Layna lui lance un sourire enjôleur.

— Mais je ne suis pas une politicienne, Général. Je ne suis que la compagne du Légat.

Khaleb tique sur le « compagne ». Si elle l’avait pu, elle aurait dit « épouse ». Mais il ne se laisse pas démonter.

— Vous êtes, ma Dame, la plus politicienne des personnes de cette assemblée.

Elle rit, d’un rire un brin forcé. L’Officier reprend, soucieux d’adoucir l’atmosphère :

— Mais n’ayez crainte. L’hiver est à lui seule une forteresse. Le froid, la neige et le vent valent mille soldats, ou plus encore. Il n’y aura pas de nouveaux troubles avant plusieurs lunes.

Sur ce, il s’empare de son gobelet et le lève.

— Je lève ma coupe à votre beauté, ma Dame. Comment donc faites-vous pour paraître chaque jour plus éblouissante ?

Elle sourit, sensible au compliment. Elle y est habituée, mais certainement pas de la part de Khaleb.

— Je bois à votre santé Général. Puissiez-vous vous aussi trouver un repos bien mérité.

***

— GUNNAR ! GUNNAAAAAAR !

Le jeune homme accourt. Son Maître est furieux. Il aboie :

— Gunnar ! La trempe, il n’y a plus assez d‘huile.

— Oui Maître …

L’apprenti s’affaire, quel idiot il fait ! Il a oublié de faire l’appoint d’huile dans la buse ! Le forgeron aurait dû s’en apercevoir, mais tout à son affaire, il a plongé la lame rougie sans trop y prêter attention. La partie haute de la lame n’a pu être immergée, la trempe est donc incomplète, tout est à refaire.

— Mais où donc as-tu la tête ? Est-ce cette jouvencelle qui te la fait ainsi tourner ?

Gunnar s’empourpre. Ses joues cramoisies ne le doivent certainement pas aux flammes de la forge. L’artisan s’esclaffe.
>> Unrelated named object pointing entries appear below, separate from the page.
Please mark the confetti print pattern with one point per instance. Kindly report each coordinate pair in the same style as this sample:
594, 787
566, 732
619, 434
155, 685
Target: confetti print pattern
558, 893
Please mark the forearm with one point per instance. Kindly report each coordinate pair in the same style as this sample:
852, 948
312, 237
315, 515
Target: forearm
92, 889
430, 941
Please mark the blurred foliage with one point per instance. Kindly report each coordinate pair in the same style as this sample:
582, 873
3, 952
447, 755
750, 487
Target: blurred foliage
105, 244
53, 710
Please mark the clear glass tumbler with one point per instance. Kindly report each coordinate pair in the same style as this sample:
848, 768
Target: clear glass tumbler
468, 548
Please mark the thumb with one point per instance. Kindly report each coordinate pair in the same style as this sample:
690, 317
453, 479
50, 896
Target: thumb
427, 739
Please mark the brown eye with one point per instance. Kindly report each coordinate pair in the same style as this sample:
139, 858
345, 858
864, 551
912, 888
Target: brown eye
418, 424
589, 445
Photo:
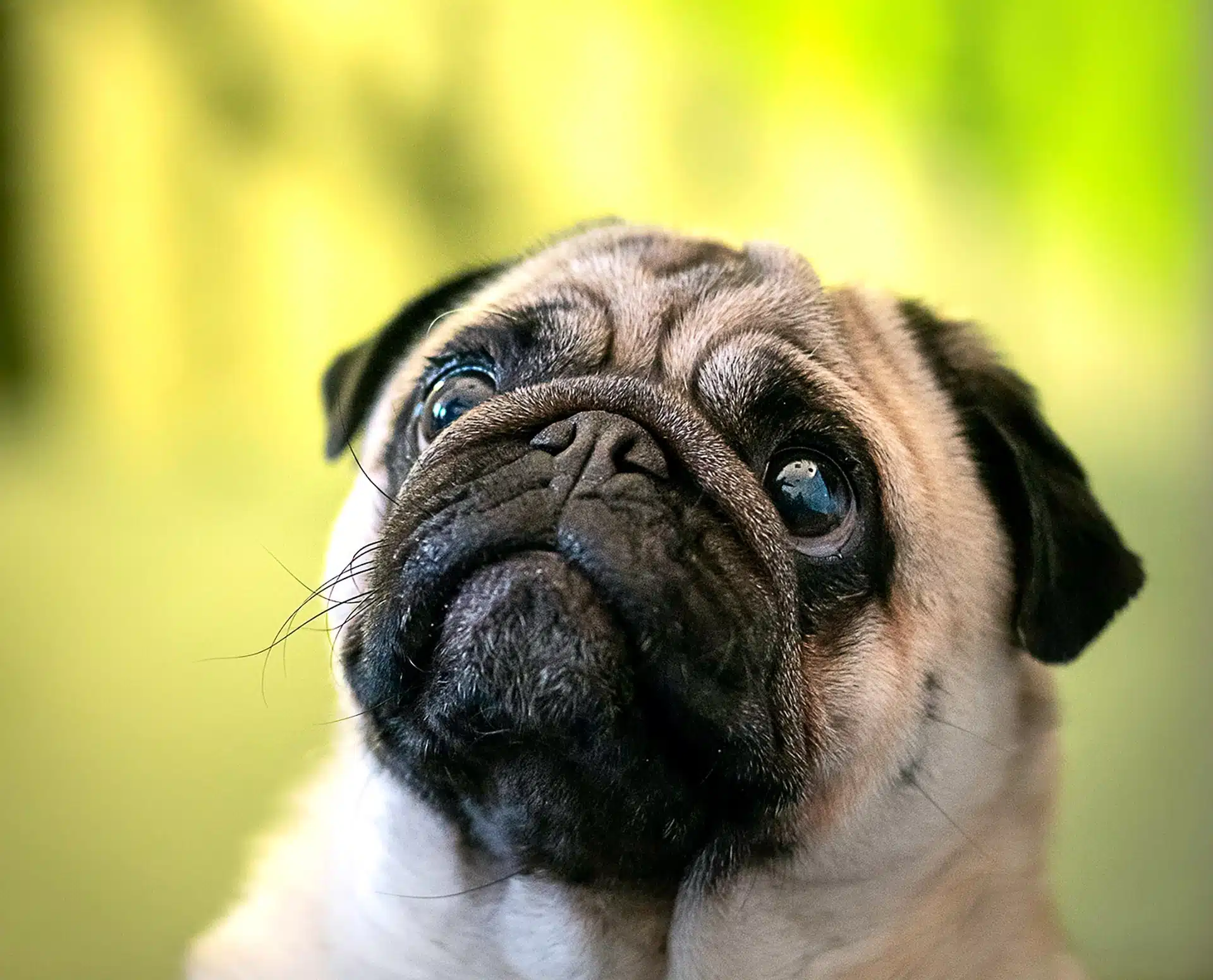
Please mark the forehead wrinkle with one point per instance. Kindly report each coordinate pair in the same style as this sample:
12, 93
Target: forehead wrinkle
734, 376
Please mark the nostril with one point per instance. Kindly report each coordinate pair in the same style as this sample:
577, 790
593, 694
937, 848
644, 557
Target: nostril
557, 437
642, 454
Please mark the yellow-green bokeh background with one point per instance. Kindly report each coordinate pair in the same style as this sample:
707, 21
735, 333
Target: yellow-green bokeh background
204, 199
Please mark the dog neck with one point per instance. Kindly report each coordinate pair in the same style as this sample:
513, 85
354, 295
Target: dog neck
409, 899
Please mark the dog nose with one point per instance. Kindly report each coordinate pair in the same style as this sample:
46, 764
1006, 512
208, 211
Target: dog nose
594, 446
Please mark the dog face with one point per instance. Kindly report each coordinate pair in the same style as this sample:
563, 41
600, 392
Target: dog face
666, 560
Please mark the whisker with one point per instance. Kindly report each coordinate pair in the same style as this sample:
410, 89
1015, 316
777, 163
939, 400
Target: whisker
384, 493
974, 734
283, 567
288, 636
913, 781
456, 894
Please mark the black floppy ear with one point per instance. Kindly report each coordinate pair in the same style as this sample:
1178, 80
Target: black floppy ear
1073, 572
353, 380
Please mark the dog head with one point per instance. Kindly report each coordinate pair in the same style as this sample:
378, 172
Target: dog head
664, 558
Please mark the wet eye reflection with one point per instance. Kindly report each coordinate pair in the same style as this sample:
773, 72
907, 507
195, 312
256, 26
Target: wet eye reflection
813, 496
451, 396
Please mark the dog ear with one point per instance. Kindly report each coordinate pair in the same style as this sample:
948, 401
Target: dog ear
353, 380
1073, 572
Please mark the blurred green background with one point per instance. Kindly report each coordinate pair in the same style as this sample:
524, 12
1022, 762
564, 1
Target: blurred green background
202, 202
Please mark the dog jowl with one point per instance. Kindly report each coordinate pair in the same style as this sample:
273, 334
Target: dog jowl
667, 568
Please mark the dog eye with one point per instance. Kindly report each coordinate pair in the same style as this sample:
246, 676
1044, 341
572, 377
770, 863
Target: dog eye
451, 396
814, 498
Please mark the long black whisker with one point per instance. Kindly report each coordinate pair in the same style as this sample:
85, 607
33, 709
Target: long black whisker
384, 493
283, 567
456, 894
913, 781
288, 636
974, 734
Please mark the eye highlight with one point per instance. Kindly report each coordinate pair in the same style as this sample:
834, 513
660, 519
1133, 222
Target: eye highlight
453, 395
814, 498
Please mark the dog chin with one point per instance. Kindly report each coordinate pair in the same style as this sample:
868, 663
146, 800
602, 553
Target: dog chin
535, 730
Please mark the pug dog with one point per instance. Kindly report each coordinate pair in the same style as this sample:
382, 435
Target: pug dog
694, 622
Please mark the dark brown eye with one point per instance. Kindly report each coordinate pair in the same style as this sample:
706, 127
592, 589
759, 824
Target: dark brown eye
453, 395
814, 498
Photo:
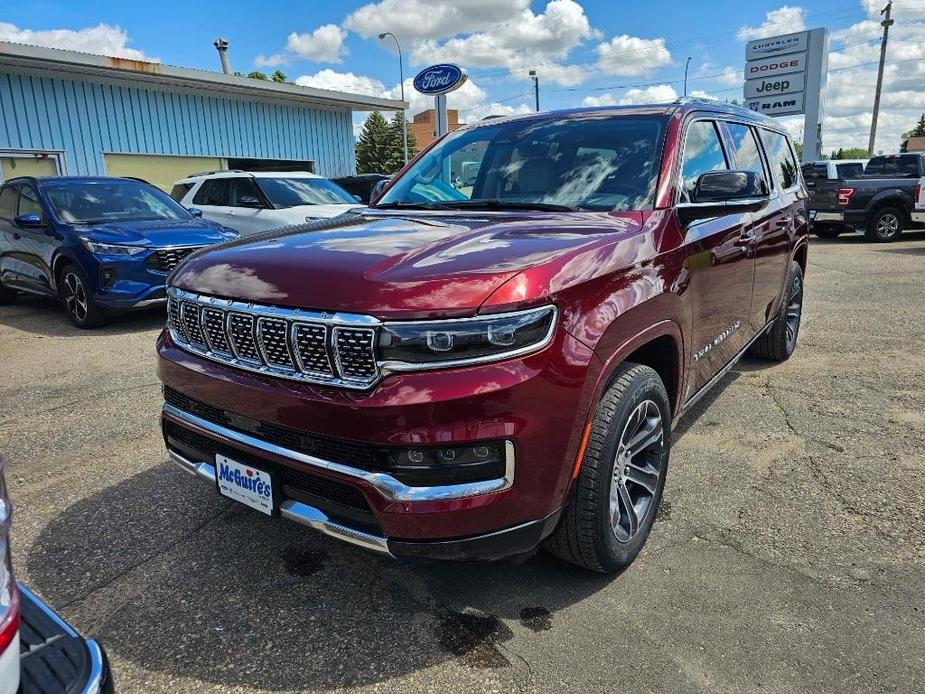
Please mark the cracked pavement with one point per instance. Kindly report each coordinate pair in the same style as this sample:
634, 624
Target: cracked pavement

— Touché ! Tu es plus rouge que cette lame avant cette trempe avortée.

Le jeune homme baisse les yeux, gêné, tandis que le Maître forgeron soupire.

— Mon pauvre garçon, tu devrais plutôt l’oublier. Enfermée dans ce donjon, je doute qu’elle ait beaucoup l’occasion d’en sortir. Quant à toi, tu n’as aucune chance d’y entrer.

— Maître, vous vous rendez cependant parfois auprès du Légat, non ?

— La dernière fois que je l’ai rencontré, c’était pour lui livrer sa nouvelle épée. Tu n’étais pas même encore à mon service. Il coulera de l’eau sous les ponts avant que pareille occasion ne se représente.

— N’y a-t-il donc aucun moyen ? Les fers ?

— Les esclaves sont ferrés sur la place du marché et très exceptionnellement ici même, dans cet atelier. Tu es bien placé pour le savoir.

— Je dois trouver un moyen d’accéder au corps de logis.

— Pauvre fol. En attendant, active moi cette forge. J’ai une lame à finir.